Here, $\mathbf {x}$ represents a vector and $\mathbf {H}$ and $\nabla f$ the Hessian and gradient of f with respect to $\mathbf {x}$ respectively.


**6.2 Optimization**

A second, highly relevant application of numerical differentiation can be in optimization. In many problems, and most notably in Computer Science and Machine Learning in the last years, is it crucial to efficiently minimize a certain function F in terms of multiple variables $\mathbf {x} = (x_1, ..., x_n)$. Or mathematically:

$$\mathbf {x}_{solution} = \underset{\mathbf {x}}{argmin}   F(\mathbf {x})$$

A common numerical method that iteratively computes the solution for this equation is gradient descent. In this algorithm, an initial guess is iteratively updated by the taking a step in the direction that is alligned with the steepest descent - or in the opposite direction of the gradient at that particular value. This leads to the following equation:

$${\displaystyle \mathbf {x} ^{(k+1)}=\mathbf {x} ^{(k)}-\gamma \nabla F(\mathbf {x} ^{(k)})}$$

Here, $\gamma$ is called the 'learning rate' and corresponds to the size of the step taken in the steepest direction.
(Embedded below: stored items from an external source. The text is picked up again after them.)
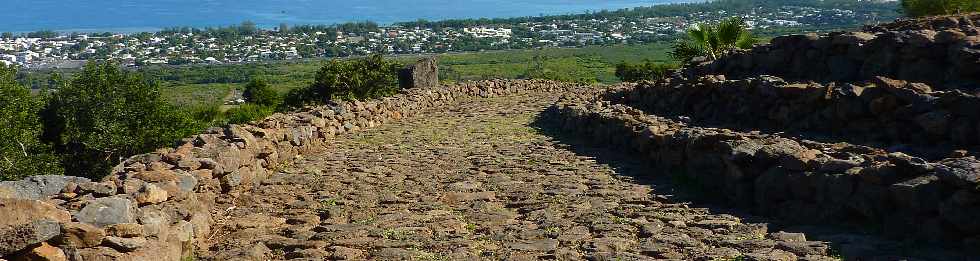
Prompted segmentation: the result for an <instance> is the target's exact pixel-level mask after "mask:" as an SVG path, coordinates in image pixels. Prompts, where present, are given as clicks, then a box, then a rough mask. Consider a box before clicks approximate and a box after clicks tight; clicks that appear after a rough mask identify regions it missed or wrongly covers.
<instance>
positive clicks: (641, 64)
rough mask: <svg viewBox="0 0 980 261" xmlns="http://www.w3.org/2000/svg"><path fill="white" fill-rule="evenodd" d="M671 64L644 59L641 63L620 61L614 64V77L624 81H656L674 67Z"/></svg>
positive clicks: (626, 81)
mask: <svg viewBox="0 0 980 261" xmlns="http://www.w3.org/2000/svg"><path fill="white" fill-rule="evenodd" d="M676 68H677V66H676V65H673V64H663V63H654V62H651V61H649V60H648V61H645V62H643V63H628V62H621V63H619V64H617V65H616V77H619V79H620V80H622V81H624V82H639V81H657V80H661V79H663V78H666V77H667V75H668V74H670V71H671V70H674V69H676Z"/></svg>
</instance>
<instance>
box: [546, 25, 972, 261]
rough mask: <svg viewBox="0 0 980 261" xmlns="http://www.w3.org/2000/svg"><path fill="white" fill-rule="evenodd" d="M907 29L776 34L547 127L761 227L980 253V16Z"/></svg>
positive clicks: (570, 97)
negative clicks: (754, 221)
mask: <svg viewBox="0 0 980 261" xmlns="http://www.w3.org/2000/svg"><path fill="white" fill-rule="evenodd" d="M901 23H903V25H901V26H899V25H896V27H901V28H906V29H904V30H882V29H881V28H890V25H885V26H881V27H875V28H877V29H875V30H877V31H864V32H848V33H830V34H827V35H815V34H811V35H795V36H785V37H777V38H775V39H773V40H772V44H771V45H763V46H757V47H756V48H753V49H752V50H751V51H747V52H744V53H736V54H733V55H731V56H728V57H724V58H721V59H719V60H716V61H713V62H705V63H701V64H694V65H690V66H688V67H686V68H684V69H681V70H680V71H679V72H677V73H675V74H674V75H673V76H672V77H670V78H668V79H665V80H661V81H657V82H645V83H639V84H625V85H623V86H617V87H614V88H610V89H605V90H593V91H591V92H585V93H570V94H568V95H566V96H565V97H564V98H562V100H560V101H559V102H558V103H557V104H555V105H554V106H553V107H552V108H551V109H550V111H549V112H548V115H549V116H548V117H550V118H552V119H553V120H554V121H555V122H557V124H558V125H559V126H561V128H562V129H563V130H564V131H568V132H572V133H577V134H579V135H582V136H585V137H589V138H591V139H592V140H593V141H594V142H597V143H601V144H609V145H611V146H618V147H623V148H628V149H627V150H630V151H631V152H633V154H634V155H639V156H638V157H643V158H645V159H647V160H649V161H650V162H652V165H653V166H655V167H654V168H653V169H652V170H651V172H652V173H657V174H663V175H681V176H685V177H687V178H690V179H692V180H696V181H697V183H698V184H699V186H701V187H703V188H704V191H712V192H715V194H716V195H713V196H714V197H716V198H717V199H719V200H720V201H722V202H726V203H728V204H730V205H733V206H737V207H739V208H740V209H744V210H749V211H751V212H753V213H755V214H759V215H764V216H771V217H779V218H781V219H783V220H786V221H787V222H790V223H797V224H826V223H828V222H829V223H834V224H850V225H856V226H858V227H876V228H879V230H880V231H878V232H879V233H881V234H883V235H885V236H889V237H895V238H899V239H906V240H909V242H926V243H933V244H939V245H941V246H942V247H943V248H951V249H952V248H956V249H964V250H967V251H974V252H975V251H976V249H978V248H980V218H978V217H980V160H978V159H977V157H978V156H980V93H978V88H980V85H978V83H980V81H978V80H980V71H977V70H980V30H978V27H977V26H980V14H973V15H965V16H950V17H940V18H932V19H925V20H913V21H903V22H901ZM908 24H916V25H923V24H924V25H929V26H927V28H920V27H912V26H909V25H908ZM848 258H856V259H861V257H852V256H849V257H848Z"/></svg>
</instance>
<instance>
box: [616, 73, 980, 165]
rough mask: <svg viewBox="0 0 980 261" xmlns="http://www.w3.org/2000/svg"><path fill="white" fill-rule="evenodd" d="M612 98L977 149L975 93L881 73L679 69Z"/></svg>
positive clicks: (800, 124) (652, 107)
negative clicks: (787, 76)
mask: <svg viewBox="0 0 980 261" xmlns="http://www.w3.org/2000/svg"><path fill="white" fill-rule="evenodd" d="M618 102H621V103H625V104H628V105H630V106H633V107H635V108H638V109H643V110H645V111H646V112H648V113H651V114H656V115H661V116H683V117H688V118H689V119H690V120H691V121H692V122H696V123H698V124H701V125H707V126H716V127H725V128H733V129H743V130H750V129H759V130H764V131H769V132H787V133H791V134H794V135H798V136H804V137H811V138H819V139H826V140H835V141H847V142H851V143H857V144H866V145H871V146H875V147H880V148H884V149H889V150H892V151H905V152H908V153H910V154H913V155H917V156H922V157H925V158H930V159H935V158H942V157H946V156H949V155H951V154H954V153H955V154H970V153H973V154H974V155H975V153H976V152H978V151H980V150H978V146H980V97H977V96H976V95H973V94H967V93H964V92H961V91H958V90H954V91H934V90H932V88H931V87H930V86H928V85H926V84H922V83H909V82H905V81H900V80H892V79H888V78H884V77H873V79H872V80H871V81H867V82H859V83H834V82H831V83H827V84H819V83H812V82H810V83H787V82H786V81H784V80H782V79H780V78H778V77H773V76H762V77H749V78H743V79H738V80H726V79H725V76H721V75H707V76H702V77H699V78H696V79H685V78H682V77H677V78H672V79H667V80H664V81H660V82H656V83H644V84H641V85H640V86H638V87H636V88H635V89H631V90H630V91H629V92H625V93H623V95H622V99H620V100H618Z"/></svg>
Again, it is crucial to accurately compute the gradient $\nabla F(\mathbf {x} ^{(k)})$ in every iteration and this is where the automatic differentiation package comes in. For the moment, it is foreseen that the user would interact with the package as follows:

```python
>>> from AutoDiff.ForwardAd import Var
>>> from AutoDiff import GradientDescent as GS
>>> def F(x1, x2, x3):
    return Var.sin(x1)**(Var.sqrt(x2)) + x3
>>> x_0 = [0.1, 0, 2]
>>> gamma = 0.1
>>> argmin, min_F = GS(F, x_0, gamma)
```

Note that argmin stands for the array of values for $\mathbf {x}$ that minimizes F and min_F corresponds of the actual value of the function F at that minimum. Also, it is important to know that teh gradient descent algorithm does not guarantee an absolute minimum, but through clever implementations it is able to find a local minimum that satisfies the criteria in practice.